The Arapaho Traverse
From the south summit, the ridge connecting to the north summit stretched before us. The total elevation gain along the ridge is relatively small, but three imposing gendarmes block the way. In order to complete the traverse we needed to find a way over or around each of them.
On the Traverse
After a brief rest at the South Summit, the traverse party suited up, packed the technical gear, and started out across the traverse. As we picked our way across the ridge, the wind threatened to blow us right off the mountain.
The Chimney
We found our way over the first gendarme by climbing this chimney up to a point near its peak and then working our way around the side. The second gendarme required a roped ascent right over the top, but in the wind we were too busy negotiating the climb to take any pictures!

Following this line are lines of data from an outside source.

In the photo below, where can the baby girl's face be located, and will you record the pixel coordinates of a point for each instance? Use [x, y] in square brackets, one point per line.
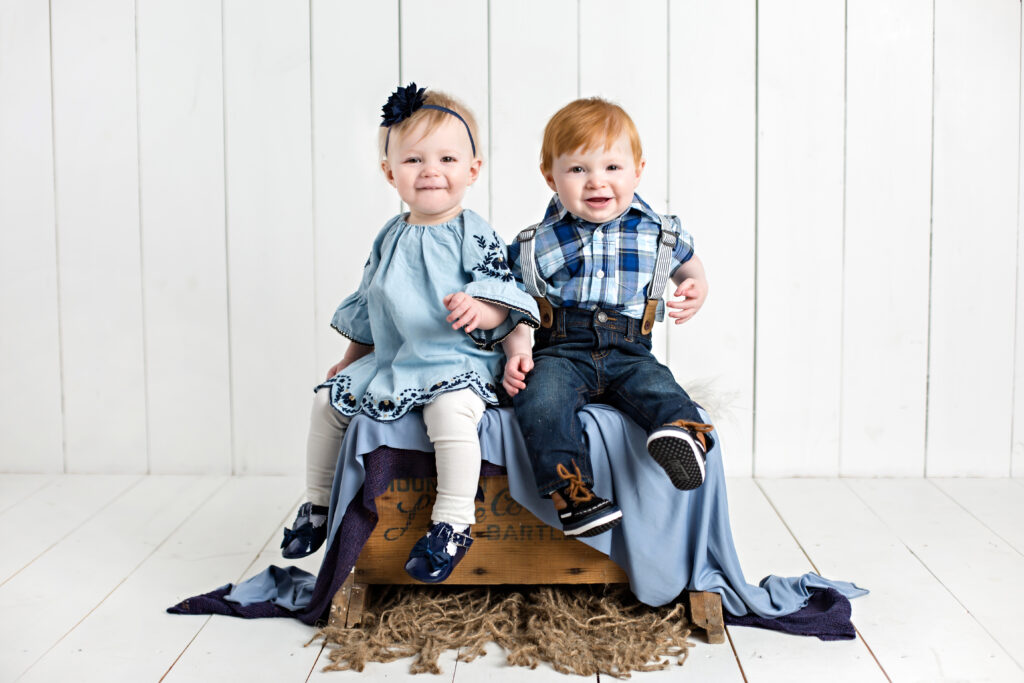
[596, 184]
[432, 172]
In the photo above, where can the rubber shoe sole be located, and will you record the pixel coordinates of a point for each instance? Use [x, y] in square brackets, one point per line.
[597, 524]
[679, 455]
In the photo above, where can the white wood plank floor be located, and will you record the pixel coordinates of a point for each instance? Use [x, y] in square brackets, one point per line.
[90, 562]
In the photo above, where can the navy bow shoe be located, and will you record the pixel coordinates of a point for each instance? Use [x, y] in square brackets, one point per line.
[305, 538]
[429, 561]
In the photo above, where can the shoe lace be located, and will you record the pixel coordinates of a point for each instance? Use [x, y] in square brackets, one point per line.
[577, 491]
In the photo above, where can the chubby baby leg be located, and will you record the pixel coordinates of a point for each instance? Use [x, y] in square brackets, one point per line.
[451, 422]
[327, 431]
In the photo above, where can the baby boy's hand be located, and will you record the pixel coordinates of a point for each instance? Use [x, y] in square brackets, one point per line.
[516, 369]
[694, 293]
[465, 309]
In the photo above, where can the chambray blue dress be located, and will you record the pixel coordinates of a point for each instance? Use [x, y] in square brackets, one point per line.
[398, 310]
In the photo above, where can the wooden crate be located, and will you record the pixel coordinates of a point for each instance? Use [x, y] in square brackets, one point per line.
[510, 545]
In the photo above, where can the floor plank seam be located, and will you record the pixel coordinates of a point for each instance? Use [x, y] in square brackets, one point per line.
[978, 519]
[126, 578]
[937, 579]
[37, 489]
[244, 571]
[800, 545]
[72, 530]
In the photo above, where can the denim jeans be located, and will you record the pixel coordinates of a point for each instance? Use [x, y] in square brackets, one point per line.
[584, 357]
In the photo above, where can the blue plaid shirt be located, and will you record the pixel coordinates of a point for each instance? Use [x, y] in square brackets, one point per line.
[608, 266]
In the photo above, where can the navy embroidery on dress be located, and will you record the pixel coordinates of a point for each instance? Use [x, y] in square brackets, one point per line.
[393, 408]
[494, 264]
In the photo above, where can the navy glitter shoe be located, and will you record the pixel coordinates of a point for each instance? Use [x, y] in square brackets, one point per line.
[430, 560]
[305, 537]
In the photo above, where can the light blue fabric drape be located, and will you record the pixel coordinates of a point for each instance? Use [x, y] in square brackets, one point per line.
[670, 541]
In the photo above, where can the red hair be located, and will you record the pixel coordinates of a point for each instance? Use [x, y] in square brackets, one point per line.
[586, 124]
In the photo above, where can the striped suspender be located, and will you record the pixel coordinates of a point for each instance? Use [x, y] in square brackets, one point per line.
[655, 291]
[536, 287]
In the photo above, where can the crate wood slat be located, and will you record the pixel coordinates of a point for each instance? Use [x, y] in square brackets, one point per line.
[510, 545]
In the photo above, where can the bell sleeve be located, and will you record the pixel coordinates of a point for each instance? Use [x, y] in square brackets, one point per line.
[484, 258]
[351, 318]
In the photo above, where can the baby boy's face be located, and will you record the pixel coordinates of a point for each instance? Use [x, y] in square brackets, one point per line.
[596, 184]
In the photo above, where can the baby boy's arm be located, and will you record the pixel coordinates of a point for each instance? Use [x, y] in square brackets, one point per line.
[691, 283]
[518, 350]
[473, 313]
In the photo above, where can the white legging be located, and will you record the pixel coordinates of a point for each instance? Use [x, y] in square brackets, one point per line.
[451, 420]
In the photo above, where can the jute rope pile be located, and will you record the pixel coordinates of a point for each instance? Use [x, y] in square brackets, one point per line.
[577, 629]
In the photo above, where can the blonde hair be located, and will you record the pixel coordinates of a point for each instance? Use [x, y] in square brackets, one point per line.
[586, 124]
[433, 119]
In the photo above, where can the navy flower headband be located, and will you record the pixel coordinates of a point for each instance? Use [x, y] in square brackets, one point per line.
[406, 101]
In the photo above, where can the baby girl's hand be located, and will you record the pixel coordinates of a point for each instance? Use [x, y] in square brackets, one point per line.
[465, 309]
[515, 373]
[694, 292]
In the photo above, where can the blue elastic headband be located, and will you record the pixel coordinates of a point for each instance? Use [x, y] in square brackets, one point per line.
[406, 101]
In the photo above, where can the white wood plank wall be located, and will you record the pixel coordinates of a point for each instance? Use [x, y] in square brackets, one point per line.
[188, 188]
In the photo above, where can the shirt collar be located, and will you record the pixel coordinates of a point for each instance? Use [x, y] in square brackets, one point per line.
[557, 213]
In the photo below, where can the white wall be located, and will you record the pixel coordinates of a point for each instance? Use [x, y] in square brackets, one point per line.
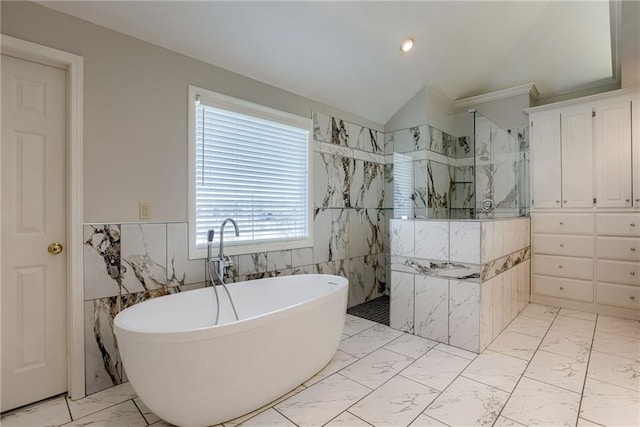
[630, 44]
[135, 111]
[428, 103]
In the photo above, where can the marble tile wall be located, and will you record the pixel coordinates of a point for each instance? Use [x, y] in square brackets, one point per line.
[442, 181]
[458, 282]
[125, 264]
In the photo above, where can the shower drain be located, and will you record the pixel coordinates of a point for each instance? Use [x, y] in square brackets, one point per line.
[486, 205]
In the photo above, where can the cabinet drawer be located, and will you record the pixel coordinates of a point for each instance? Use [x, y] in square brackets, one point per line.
[559, 223]
[619, 224]
[569, 267]
[622, 248]
[619, 272]
[562, 244]
[618, 295]
[578, 290]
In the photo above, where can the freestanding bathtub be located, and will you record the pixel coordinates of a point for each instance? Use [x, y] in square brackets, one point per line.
[192, 373]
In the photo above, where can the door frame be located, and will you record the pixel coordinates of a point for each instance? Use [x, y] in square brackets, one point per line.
[73, 64]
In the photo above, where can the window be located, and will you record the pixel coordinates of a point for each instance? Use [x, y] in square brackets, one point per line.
[249, 163]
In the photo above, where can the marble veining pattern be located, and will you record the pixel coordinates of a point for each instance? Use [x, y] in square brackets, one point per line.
[101, 252]
[431, 308]
[439, 385]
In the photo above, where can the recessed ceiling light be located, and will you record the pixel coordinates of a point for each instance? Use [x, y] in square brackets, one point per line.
[407, 44]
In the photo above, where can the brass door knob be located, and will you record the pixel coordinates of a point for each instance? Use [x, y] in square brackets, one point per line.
[55, 248]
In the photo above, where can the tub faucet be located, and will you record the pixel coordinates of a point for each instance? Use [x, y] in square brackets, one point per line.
[235, 225]
[222, 262]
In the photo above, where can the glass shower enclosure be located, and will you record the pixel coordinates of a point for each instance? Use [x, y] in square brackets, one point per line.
[461, 166]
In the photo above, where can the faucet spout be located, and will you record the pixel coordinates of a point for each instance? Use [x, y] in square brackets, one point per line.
[235, 225]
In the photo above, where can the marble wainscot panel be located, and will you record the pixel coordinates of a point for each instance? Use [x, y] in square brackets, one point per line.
[349, 221]
[431, 308]
[402, 302]
[439, 183]
[101, 260]
[180, 269]
[103, 366]
[465, 303]
[144, 257]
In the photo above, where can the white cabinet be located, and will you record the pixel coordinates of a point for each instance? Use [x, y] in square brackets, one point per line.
[613, 153]
[618, 265]
[586, 252]
[563, 255]
[562, 158]
[546, 157]
[577, 157]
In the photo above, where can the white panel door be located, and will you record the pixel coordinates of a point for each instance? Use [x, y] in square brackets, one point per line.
[635, 130]
[613, 154]
[546, 158]
[34, 284]
[577, 157]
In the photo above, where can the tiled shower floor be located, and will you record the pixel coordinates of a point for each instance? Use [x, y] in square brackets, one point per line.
[549, 367]
[376, 310]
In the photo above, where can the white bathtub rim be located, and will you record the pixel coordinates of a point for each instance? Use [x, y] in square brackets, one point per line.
[208, 332]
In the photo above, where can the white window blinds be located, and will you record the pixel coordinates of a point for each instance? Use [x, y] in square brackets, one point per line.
[254, 170]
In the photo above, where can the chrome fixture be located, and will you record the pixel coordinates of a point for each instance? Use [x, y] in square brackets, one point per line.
[226, 260]
[221, 265]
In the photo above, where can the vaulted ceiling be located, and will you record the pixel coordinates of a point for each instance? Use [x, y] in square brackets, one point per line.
[346, 53]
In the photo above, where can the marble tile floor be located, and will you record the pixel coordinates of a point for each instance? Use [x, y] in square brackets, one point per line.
[551, 366]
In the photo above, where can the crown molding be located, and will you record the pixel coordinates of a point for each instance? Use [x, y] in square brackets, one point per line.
[529, 89]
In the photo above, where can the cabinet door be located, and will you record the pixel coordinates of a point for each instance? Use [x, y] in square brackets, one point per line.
[635, 129]
[577, 157]
[613, 154]
[546, 157]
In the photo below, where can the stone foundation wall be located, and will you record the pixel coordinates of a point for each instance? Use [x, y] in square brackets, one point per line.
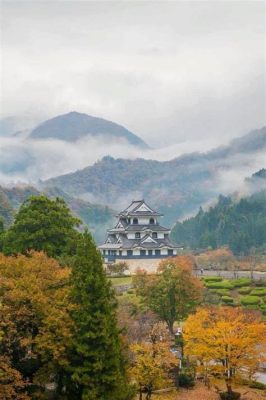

Far out on the traverse, routefinding became more challenging. On the return we really wanted to avoid going over the top of the second gendarme, so we found a way far below on the west side of the ridge.
The "Summit"
Although we were very close to the actual summit of North Arapaho Peak, we decided to stop short. The wind was very fierce, altitude was taking its toll, and under the circumstances the technical challenges seemed too risky. So we declared this point the summit, celebrated our success, and headed back across the ridge to the South Peak to rejoin the members of the party waiting for us there.
A Long Way Home
After descending from the south peak, we still had a long way to go to get back to camp--and from Fourth of July Mine, it was uphill!.
A Last Rest Stop
The slog up to Arapaho Pass from Fourth of July Mine went slowly but steadily. Here we take a last rest stop before the final push into camp. The Arapaho Peaks and our route are in the background.
Lake Dorothy
After a good night's rest, we reluctantly left our beautiful campsite at Lake Dorothy and began our return to Junco Lake. On the way back we climbed Satanta Peak for a terrific view of the Indian Peaks Wilderness.
Ross Celebrates
Back at Stillwater, Ross celebrates a succesful climb.